Sleep and Behavior in Cross-Fostering Rats: Developmental and Sex Aspects

Abstract

Study objective: Adverse early-life events induce behavioral psychopathologies and sleep changes in adulthood. In order to understand the molecular level mechanisms by which the maltreatment modifies sleep, valid animal models are needed. Changing pups between mothers at early age (cross-fostering) may satisfyingly model adverse events in human childhood.

Methods: Cross-fostering (CF) was used to model mild early-life stress in male and female Wistar rats. Behavior and BDNF gene expression in the basal forebrain (BF), cortex, and hypothalamus were assessed during adolescence and adulthood. Spontaneous sleep, sleep homeostasis, and BF extracellular adenosine levels were assessed in adulthood.

Results: CF rats demonstrated increased number of REM sleep onsets in light and dark periods of the day. Total REM and NREM sleep duration was also increased during the light period. While sleep homeostasis was not severely affected, basal level of adenosine in the BF of both male and female CF rats was lower than in controls. CF did not lead to considerable changes in behavior.

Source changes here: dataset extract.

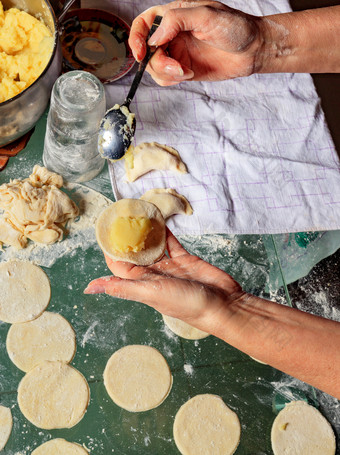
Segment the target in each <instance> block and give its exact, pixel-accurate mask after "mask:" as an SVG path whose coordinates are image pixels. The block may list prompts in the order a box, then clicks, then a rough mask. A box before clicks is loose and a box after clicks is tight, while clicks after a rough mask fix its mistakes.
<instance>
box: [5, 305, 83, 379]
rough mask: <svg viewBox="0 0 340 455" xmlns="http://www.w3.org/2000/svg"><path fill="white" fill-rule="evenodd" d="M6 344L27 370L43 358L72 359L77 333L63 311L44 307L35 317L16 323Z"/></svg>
mask: <svg viewBox="0 0 340 455" xmlns="http://www.w3.org/2000/svg"><path fill="white" fill-rule="evenodd" d="M6 347H7V352H8V355H9V358H10V359H11V360H12V362H13V363H14V365H16V366H17V367H18V368H20V370H23V371H25V372H27V371H29V370H31V369H32V368H34V367H35V366H36V365H38V364H39V363H41V362H43V361H44V360H61V361H63V362H66V363H69V362H70V361H71V360H72V359H73V356H74V354H75V352H76V335H75V333H74V330H73V328H72V326H71V325H70V323H69V322H68V321H67V320H66V319H65V318H63V317H62V316H61V315H60V314H56V313H50V312H48V311H45V312H44V313H43V314H42V315H41V316H39V317H38V318H37V319H35V320H34V321H30V322H23V323H21V324H13V325H12V326H11V327H10V329H9V331H8V334H7V340H6Z"/></svg>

Conclusions: Even when the consequences of adverse early-life events are not observed in tests for anxiety and depression, they leave a molecular mark in the brain, which can act as a vulnerability factor for psychopathologies in later life. Sleep is a sensitive indicator for even mild early-life stress.

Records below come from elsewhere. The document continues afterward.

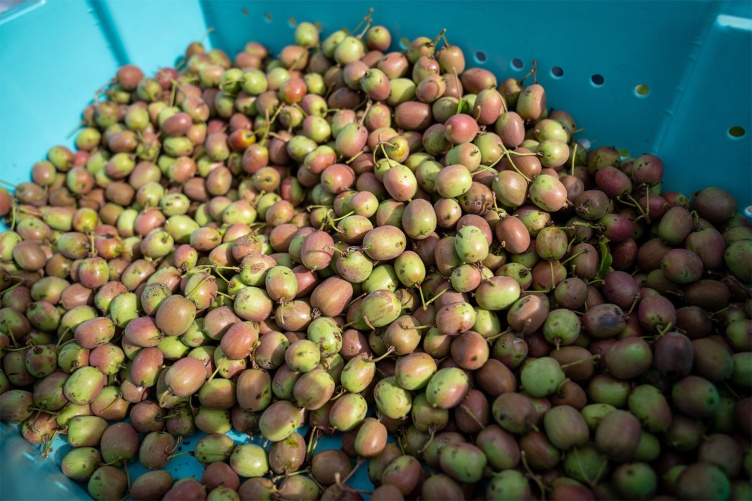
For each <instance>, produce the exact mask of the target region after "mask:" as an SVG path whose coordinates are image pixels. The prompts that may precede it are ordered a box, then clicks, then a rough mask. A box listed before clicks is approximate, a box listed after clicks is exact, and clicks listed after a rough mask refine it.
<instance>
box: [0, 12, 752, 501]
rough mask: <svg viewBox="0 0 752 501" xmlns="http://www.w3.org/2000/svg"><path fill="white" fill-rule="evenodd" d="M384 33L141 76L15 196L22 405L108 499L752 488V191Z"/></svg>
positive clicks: (114, 83) (19, 367) (63, 461)
mask: <svg viewBox="0 0 752 501" xmlns="http://www.w3.org/2000/svg"><path fill="white" fill-rule="evenodd" d="M361 24H362V25H364V26H361V27H359V28H357V29H356V30H354V31H353V32H352V33H348V32H346V31H344V30H339V31H335V32H334V33H331V34H330V35H328V36H327V37H326V38H323V39H320V33H319V30H318V29H317V27H316V26H315V25H314V24H311V23H307V22H304V23H300V24H298V25H297V27H296V29H295V35H294V37H295V39H294V43H293V44H291V45H288V46H286V47H285V48H284V49H282V51H281V52H280V53H279V54H276V55H272V54H270V53H269V52H268V51H267V49H266V48H265V47H264V46H263V45H261V44H259V43H255V42H251V43H248V44H247V45H246V46H245V48H244V50H243V51H242V52H240V53H238V54H237V55H236V57H235V59H234V60H231V58H230V57H229V56H228V55H227V54H226V53H225V52H223V51H221V50H218V49H214V50H209V51H207V50H206V49H205V48H204V47H203V46H202V44H201V43H198V42H196V43H192V44H191V45H190V46H189V47H188V49H187V50H186V53H185V58H184V59H183V61H182V62H181V64H179V65H177V67H176V68H164V69H161V70H159V71H158V72H157V74H156V75H154V76H153V77H149V76H146V75H144V73H143V72H142V71H141V70H140V69H139V68H137V67H135V66H133V65H126V66H123V67H121V68H120V69H119V70H118V72H117V75H116V77H115V78H114V79H113V80H112V81H111V82H109V83H108V84H107V85H106V86H105V87H103V88H102V89H100V90H99V91H98V92H97V95H96V99H95V100H94V102H93V103H92V104H91V105H89V106H88V107H87V108H86V109H85V110H84V112H83V122H82V128H81V130H80V131H79V132H78V135H77V137H76V141H75V145H76V148H75V151H71V150H70V149H68V148H66V147H65V146H55V147H53V148H51V149H50V150H49V152H48V154H47V159H46V160H44V161H40V162H38V163H36V164H35V165H34V166H33V168H32V181H31V182H25V183H21V184H19V185H18V186H16V187H15V191H14V193H13V195H11V194H9V193H8V192H7V191H5V190H3V189H0V214H1V215H3V216H7V222H8V226H9V228H10V229H9V230H8V231H5V232H3V233H1V234H0V300H1V301H2V304H1V305H0V306H1V308H0V361H1V367H2V370H1V371H0V420H2V421H3V422H8V423H15V424H19V425H20V431H21V433H22V435H23V436H24V438H26V439H27V440H28V441H29V442H31V443H33V444H40V446H41V445H44V449H43V454H44V455H46V454H47V453H48V451H49V448H50V444H51V442H52V440H53V439H54V438H55V436H56V435H57V434H64V435H65V436H66V439H67V442H68V444H69V445H70V446H72V447H73V449H72V450H71V451H70V452H68V453H67V454H66V455H65V457H64V458H63V459H62V470H63V472H64V473H65V475H67V476H68V477H70V478H72V479H74V480H76V481H80V482H85V483H87V484H86V485H87V488H88V492H89V494H90V495H91V496H92V497H93V498H94V499H115V500H117V499H121V498H123V496H125V495H127V494H129V495H130V496H131V497H132V498H133V499H134V500H136V501H138V500H142V499H160V498H163V499H210V500H232V499H243V500H246V499H247V500H258V499H311V500H314V499H327V500H344V499H347V500H357V499H362V497H363V496H362V495H363V494H365V492H364V491H363V490H361V489H356V488H355V487H353V486H352V485H350V484H348V481H349V480H350V478H351V476H352V474H353V473H354V472H355V470H356V469H357V468H358V467H359V466H361V465H362V464H363V463H367V468H368V475H369V478H370V480H371V481H372V483H373V485H374V486H375V488H374V490H373V491H372V492H369V494H370V496H371V499H372V500H391V501H393V500H397V499H402V498H418V497H419V498H421V499H425V500H429V499H464V498H468V499H471V498H472V499H488V500H496V499H532V498H539V499H543V498H547V499H553V500H555V499H594V498H598V499H650V498H653V497H654V496H658V495H670V496H676V497H678V498H681V499H728V498H730V497H733V498H736V499H749V498H750V497H752V486H750V476H752V449H750V440H751V439H752V397H751V396H750V392H751V390H752V299H751V298H750V284H752V225H750V223H749V221H747V220H746V219H745V218H744V217H742V216H741V215H740V214H738V213H737V202H736V200H734V198H733V197H732V196H731V195H729V194H728V193H727V192H725V191H724V190H722V189H719V188H713V187H710V188H705V189H702V190H701V191H699V192H697V193H694V194H691V196H689V197H688V196H685V195H683V194H681V193H677V192H671V191H666V190H665V188H664V187H663V186H662V184H661V181H662V177H663V163H662V162H661V159H660V158H658V157H657V156H655V155H651V154H644V155H642V156H639V157H638V158H622V157H621V156H620V154H619V152H618V151H617V149H616V148H613V147H599V148H596V149H590V150H589V149H588V148H586V147H585V146H583V144H582V143H580V142H579V141H578V140H577V139H576V136H577V133H578V130H577V128H576V126H575V121H574V119H573V118H572V115H570V114H569V113H567V112H566V111H563V110H559V109H556V110H552V109H549V108H548V105H547V102H546V92H545V89H544V88H543V87H542V86H541V85H539V84H538V83H536V78H535V67H534V68H533V71H532V72H531V73H530V74H528V75H526V76H525V78H523V79H521V80H518V79H507V80H504V81H502V82H498V81H497V78H496V76H495V75H494V74H493V73H492V72H490V71H488V70H485V69H483V68H466V63H465V58H464V55H463V52H462V50H461V49H460V48H459V47H458V46H456V45H450V44H449V43H448V41H447V39H446V36H445V33H444V32H443V31H442V32H441V33H439V34H438V36H437V37H436V38H433V39H432V38H427V37H418V38H416V39H415V40H413V41H412V42H410V43H409V46H407V48H406V49H405V50H401V51H390V48H391V47H392V45H393V44H392V37H391V34H390V32H389V30H388V29H387V28H385V27H383V26H374V25H372V22H371V17H370V14H369V15H368V16H366V18H365V19H364V20H363V23H361ZM559 104H562V103H557V105H559ZM303 425H309V427H308V428H301V426H303ZM231 429H234V430H236V431H238V432H240V433H247V434H249V435H254V434H255V435H259V434H260V435H261V436H263V437H264V439H266V440H267V441H268V442H270V443H271V444H270V446H269V447H267V448H264V447H262V446H260V445H256V444H252V443H243V444H237V443H235V442H234V441H233V440H232V439H231V438H230V437H228V436H227V435H225V433H226V432H228V431H230V430H231ZM197 431H199V432H203V433H204V434H206V435H205V436H204V437H203V438H201V439H200V440H199V441H198V443H197V444H196V446H195V448H194V450H193V451H191V452H190V454H192V455H193V456H194V457H195V458H196V459H197V460H198V461H199V462H200V463H201V464H203V465H205V470H204V473H203V475H202V476H201V478H200V479H194V478H186V479H181V480H178V481H175V480H176V479H174V478H173V476H172V474H171V473H170V472H168V471H167V470H166V469H165V467H166V465H167V463H168V461H170V459H171V458H173V457H174V456H176V455H178V453H177V450H178V445H179V444H180V440H181V438H183V437H188V436H191V435H193V434H194V433H196V432H197ZM299 432H302V434H301V433H299ZM335 433H337V434H340V435H341V439H342V448H341V450H325V451H318V452H317V451H316V450H315V444H316V442H317V440H318V437H319V435H321V434H329V435H331V434H335ZM304 435H307V437H306V436H304ZM132 461H140V463H141V464H142V465H143V466H144V467H146V468H147V469H149V470H153V471H150V472H149V473H146V474H144V475H141V476H139V477H138V478H133V479H131V478H129V476H128V474H127V465H128V463H130V462H132ZM241 480H242V483H241ZM131 481H132V482H131ZM358 487H360V488H362V487H363V486H358Z"/></svg>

Keywords: BDNF; adenosine; cross-fostering; depression; sleep homeostasis.

Figure 1

Schematic representation of the timeline of the experiments. OF, open field test; SPT, sucrose preference test; CTRL, control rats; CF, cross-fostering rats.

Figure 2

(A) Vigilance state distribution through light-dark period and (B) number of REM sleep onsets in CTRL and CF male and female rats during BL day. Males (n = 7/control group, n = 6/CF group), females (n = 5/CTRL group, n = 5/CF group). ^# Difference is significant between CTRL and CF rats (factorial ANOVA (factors: sex and treatment), P < 0.05). *Difference is significant between CTRL and CF rats within same-sex group (one-way ANOVA, P < 0.05). CTRL, control rats; CF, cross-fostering rats; BL, baseline day.

Figure 3

(A) NREM and (B) REM sleep duration in CTRL and CF male and female rats during recovery hours (16:00–21:00) after SD. Males (n = 7/control group, n = 6/CF group), females (n = 5/CTRL group, n = 5/CF group). ^# Difference is significant between BL and SD days (factorial repeated measures ANOVA (between subject factors: sex and treatment, within-subject factor: SD), P < 0.05). *Difference is significant between BL and SD days within same-sex, same-treatment group (one-way ANOVA, P < 0.05). CTRL: control rats. CF, cross-fostering rats; BL, baseline day; SD, sleep deprivation.

Figure 4

NREM sleep delta (1.08–3.79 Hz) power in CTRL and CF male and female rats during one-hour recovery sleep (16:00–17:00) after SD. Males (n = 7/control group, n = 6/CF group), females (n = 5/ CTRL group, n = 5/CF group). While there is a significant increase in NREM sleep delta power after SD (factorial repeated measures ANOVA (between subject factors: sex and treatment, within-subject factor: SD), P < 0.05) for both females and males (about 50% and 20%, respectively), there is no difference between CTRL and CF rats. CTRL, control rats. CF, cross-fostering rats; BL, baseline day; SD, sleep deprivation.

Figure 5

Baseline adenosine concentration (nM) in CTRL and CF male and female rats in the basal forebrain. Males: n = 7/CTRL group, n = 6/CF group, females: n = 5/CTRL group, n = 5/CF group. *Difference is significant between CTRL and CF rats within same-sex group (oneway ANOVA, P < 0.05). CTRL, control rats; CF, cross-fostering rats; BF, basal forebrain.

Figure 6

BDNF gene expression in the basal forebrain, frontal cortex and hypothalamus in male and female rats during adolescence and adulthood. Males: n = 5/CTRL group, n = 6/CF group, females: n = 6/CTRL group, n = 6/CF group. In the basal forebrain, BDNF gene expression level was higher in adolescence than in adulthood (factorial ANOVA (factors: sex, age and treatment), P < 0.05) and tended to be lower in CF rats than in CTRLs (factorial ANOVA (factors: sex, age and treatment), P = 0.08). Such differences were not observed in other brain areas. CTRL, control rats; CF, cross-fostering rats.